As of Friday, Rhode Island became the first and only state bordering Massachusetts from which travelers are subject to the quarantine rules since Baker made violations a $500 fine. And while the order includes exemptions for people who regularly cross the border for work or school, other casual short-distance trips and errands seemed to be in a gray area.
For example, as NBC 10 reported Thursday, Pawtucket residents whose closest supermarket is the Market Basket in Attleboro were left wondering if their regular grocery run was a now a fineable offense. Even the mayor of Attleboro was bereft of answers. Residents of a road straddling the Fall River-Tiverton, Rhode Island, border, as the Herald News reported, were even more confounded.
During a press conference Friday afternoon, Baker tried to clear things up.
The Massachusetts governor noted that the order also has an exemption for “transitory activities,” which he said includes “grocery shopping” and “banking.”
“Yeah, go to the store, do your shopping, wear a face mask, keep six feet apart from people, and go home,” Baker said.
The state’s website does mention medical care and “transitory travel” among the exemptions to the quarantine rule, but essential errands like grocery shopping and banking are not specifically mentioned — though they were similarly excluded from the state’s previous stay-at-home advisory.

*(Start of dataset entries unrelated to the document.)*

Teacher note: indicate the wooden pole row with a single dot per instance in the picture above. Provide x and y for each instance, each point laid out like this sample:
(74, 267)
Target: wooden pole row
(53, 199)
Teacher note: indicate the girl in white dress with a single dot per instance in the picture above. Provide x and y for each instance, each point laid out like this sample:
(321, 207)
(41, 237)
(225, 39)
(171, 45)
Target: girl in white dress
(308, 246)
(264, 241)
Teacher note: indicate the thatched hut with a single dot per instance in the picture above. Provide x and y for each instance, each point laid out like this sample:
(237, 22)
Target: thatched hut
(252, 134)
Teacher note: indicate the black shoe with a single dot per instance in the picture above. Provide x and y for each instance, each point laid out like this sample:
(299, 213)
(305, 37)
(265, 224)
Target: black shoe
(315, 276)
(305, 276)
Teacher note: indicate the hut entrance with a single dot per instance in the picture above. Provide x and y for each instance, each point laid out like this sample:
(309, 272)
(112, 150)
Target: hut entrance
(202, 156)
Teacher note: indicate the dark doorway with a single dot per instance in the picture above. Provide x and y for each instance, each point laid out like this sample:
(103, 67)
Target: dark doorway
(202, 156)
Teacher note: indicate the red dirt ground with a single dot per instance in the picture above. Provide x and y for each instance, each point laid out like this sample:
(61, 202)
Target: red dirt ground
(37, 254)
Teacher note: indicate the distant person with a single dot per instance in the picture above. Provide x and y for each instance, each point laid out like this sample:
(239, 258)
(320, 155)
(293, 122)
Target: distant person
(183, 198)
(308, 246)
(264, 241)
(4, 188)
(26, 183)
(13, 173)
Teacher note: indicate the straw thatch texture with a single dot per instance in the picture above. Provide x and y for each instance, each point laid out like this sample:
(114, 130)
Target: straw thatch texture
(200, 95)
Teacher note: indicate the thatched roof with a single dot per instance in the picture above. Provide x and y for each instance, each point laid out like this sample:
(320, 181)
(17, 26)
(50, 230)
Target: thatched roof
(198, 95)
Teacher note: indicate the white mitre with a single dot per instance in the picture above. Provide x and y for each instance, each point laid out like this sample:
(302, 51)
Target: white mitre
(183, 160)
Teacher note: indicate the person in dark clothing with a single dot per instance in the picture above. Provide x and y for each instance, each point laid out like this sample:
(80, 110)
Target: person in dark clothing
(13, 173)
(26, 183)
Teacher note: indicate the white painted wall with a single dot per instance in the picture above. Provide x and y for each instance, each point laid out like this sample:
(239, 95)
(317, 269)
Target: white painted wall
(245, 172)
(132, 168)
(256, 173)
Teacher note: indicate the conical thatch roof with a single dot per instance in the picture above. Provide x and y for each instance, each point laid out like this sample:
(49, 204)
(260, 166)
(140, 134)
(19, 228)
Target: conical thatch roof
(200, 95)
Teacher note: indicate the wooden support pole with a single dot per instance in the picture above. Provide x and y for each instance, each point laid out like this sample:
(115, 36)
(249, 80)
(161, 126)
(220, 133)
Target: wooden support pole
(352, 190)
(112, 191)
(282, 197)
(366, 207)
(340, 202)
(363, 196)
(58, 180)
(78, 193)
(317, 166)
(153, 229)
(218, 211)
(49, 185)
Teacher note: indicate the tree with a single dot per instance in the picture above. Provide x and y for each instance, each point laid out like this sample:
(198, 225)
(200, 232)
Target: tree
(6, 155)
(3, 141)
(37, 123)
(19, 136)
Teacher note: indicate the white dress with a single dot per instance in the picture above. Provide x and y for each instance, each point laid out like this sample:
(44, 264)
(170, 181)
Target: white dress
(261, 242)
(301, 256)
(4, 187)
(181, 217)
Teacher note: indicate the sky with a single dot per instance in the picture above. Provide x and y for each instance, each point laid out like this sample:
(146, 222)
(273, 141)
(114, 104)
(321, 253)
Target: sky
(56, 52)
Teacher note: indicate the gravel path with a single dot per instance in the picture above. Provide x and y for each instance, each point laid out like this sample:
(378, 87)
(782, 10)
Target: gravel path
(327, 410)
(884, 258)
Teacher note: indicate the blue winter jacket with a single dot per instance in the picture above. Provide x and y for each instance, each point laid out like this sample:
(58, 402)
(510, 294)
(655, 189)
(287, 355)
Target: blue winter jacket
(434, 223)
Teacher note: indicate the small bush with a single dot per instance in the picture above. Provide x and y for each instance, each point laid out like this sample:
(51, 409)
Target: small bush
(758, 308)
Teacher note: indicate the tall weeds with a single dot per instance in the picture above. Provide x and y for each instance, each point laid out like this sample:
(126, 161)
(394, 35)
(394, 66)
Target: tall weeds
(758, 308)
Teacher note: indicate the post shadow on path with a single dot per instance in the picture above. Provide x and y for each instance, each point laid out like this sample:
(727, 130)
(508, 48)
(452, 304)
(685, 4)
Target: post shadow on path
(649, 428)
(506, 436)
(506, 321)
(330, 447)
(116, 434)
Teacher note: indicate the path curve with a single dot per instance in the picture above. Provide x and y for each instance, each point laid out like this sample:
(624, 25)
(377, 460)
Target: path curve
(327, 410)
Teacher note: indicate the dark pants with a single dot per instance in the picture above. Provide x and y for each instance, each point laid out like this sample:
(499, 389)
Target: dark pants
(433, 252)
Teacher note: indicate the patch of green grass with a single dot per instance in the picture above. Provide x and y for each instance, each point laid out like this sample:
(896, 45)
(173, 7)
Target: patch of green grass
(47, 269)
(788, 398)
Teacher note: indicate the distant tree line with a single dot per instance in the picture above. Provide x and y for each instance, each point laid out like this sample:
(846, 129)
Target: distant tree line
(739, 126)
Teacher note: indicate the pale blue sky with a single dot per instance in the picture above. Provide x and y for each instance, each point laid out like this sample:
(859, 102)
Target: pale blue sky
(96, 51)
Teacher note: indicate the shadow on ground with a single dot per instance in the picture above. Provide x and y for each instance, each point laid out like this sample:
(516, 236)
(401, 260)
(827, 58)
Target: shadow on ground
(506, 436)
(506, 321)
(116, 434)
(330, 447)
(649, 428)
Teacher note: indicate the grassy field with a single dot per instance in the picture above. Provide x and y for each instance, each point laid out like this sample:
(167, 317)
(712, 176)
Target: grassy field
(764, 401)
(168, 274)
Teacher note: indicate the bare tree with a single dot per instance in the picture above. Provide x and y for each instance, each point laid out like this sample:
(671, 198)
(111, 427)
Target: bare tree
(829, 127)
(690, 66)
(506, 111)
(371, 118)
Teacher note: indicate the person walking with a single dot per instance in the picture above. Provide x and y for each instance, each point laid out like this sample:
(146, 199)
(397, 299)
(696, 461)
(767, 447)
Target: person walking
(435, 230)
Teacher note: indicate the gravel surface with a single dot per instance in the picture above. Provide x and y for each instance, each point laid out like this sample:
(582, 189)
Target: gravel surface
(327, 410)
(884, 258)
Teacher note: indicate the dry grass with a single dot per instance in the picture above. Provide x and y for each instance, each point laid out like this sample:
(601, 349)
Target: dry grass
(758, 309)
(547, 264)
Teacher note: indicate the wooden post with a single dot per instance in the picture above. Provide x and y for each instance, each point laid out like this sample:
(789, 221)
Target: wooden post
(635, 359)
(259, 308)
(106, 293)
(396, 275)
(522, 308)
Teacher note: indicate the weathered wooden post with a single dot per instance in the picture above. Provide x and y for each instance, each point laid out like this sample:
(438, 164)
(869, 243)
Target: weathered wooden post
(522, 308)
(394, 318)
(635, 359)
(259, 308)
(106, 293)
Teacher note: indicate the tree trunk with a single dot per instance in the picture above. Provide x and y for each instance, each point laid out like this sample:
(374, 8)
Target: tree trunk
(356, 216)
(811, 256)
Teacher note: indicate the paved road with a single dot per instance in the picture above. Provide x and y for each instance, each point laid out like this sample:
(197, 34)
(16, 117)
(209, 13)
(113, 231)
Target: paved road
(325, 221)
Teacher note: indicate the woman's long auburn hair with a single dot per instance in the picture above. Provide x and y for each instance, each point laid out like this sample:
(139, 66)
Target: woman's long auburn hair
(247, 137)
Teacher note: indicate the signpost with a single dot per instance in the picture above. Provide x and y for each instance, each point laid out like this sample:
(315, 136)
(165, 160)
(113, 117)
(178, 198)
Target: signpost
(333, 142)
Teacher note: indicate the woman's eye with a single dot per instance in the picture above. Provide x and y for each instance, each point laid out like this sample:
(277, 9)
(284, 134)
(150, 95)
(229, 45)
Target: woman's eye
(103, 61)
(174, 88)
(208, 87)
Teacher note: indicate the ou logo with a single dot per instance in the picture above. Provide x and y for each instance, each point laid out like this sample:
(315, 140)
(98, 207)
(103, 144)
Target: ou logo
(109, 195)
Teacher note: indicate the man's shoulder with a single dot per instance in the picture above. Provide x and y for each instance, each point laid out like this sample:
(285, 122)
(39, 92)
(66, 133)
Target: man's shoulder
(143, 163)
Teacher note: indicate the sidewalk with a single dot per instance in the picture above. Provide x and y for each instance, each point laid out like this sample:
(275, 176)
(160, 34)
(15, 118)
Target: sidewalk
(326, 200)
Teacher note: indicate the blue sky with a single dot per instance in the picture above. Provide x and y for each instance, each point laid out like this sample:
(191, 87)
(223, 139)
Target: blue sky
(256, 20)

Baker’s office did not immediately respond to a request for clarification Friday afternoon, so border-town residents will have to take the governor’s word for it.
It’s unclear how broadly the administration defines “transitory travel.” The state’s website mostly refers to the term in the context of traveling through Massachusetts to another state:
This includes people who are passing through Massachusetts and permits travelers to drive through the State or to connect to their airplane, bus or train, or to stop at a highway rest stop, but this exception extends only so long as is reasonably required for the traveler to complete their transit, make any necessary airplane, bus, or train connection, or make use of travel services such as at a highway rest stop.
However, the website later adds that a family member or guardian dropping off a student at college or boarding school “and then immediately [leaving] the campus and the state” would meet the exemption of transitory travel. But if they stay overnight, it would not.
Baker did however suggest Friday that casual trips across the border for nonessential reasons won’t be exempted.
“I don’t think you should be doing recreational activities,” he said. “If you want to recreate and you don’t want to have to abide by the rules associated with the travel ban, stay in Massachusetts. There’s plenty of nice places to recreate around here.”
Another option would be to travel to one of the seven lower-risk states that remain exempt from the quarantine rule: Connecticut, Maine, New Hampshire, Vermont, New York, New Jersey, and Hawaii.
Rhode Island was removed due to a recent spike of COVID-19 cases, which led to it exceeding the two public health indicators for the list: an average positive test rate below 5 percent and new daily cases per 100,000 residents below six.
“There were a pretty clear set of metrics around what puts somebody onto the travel ban list or off of the travel ban list and Rhode Island’s numbers basically went above the threshold and I reached out to Gov. Raimondo and told her and said that, as a result of that, we would be implementing this,” Baker said Friday.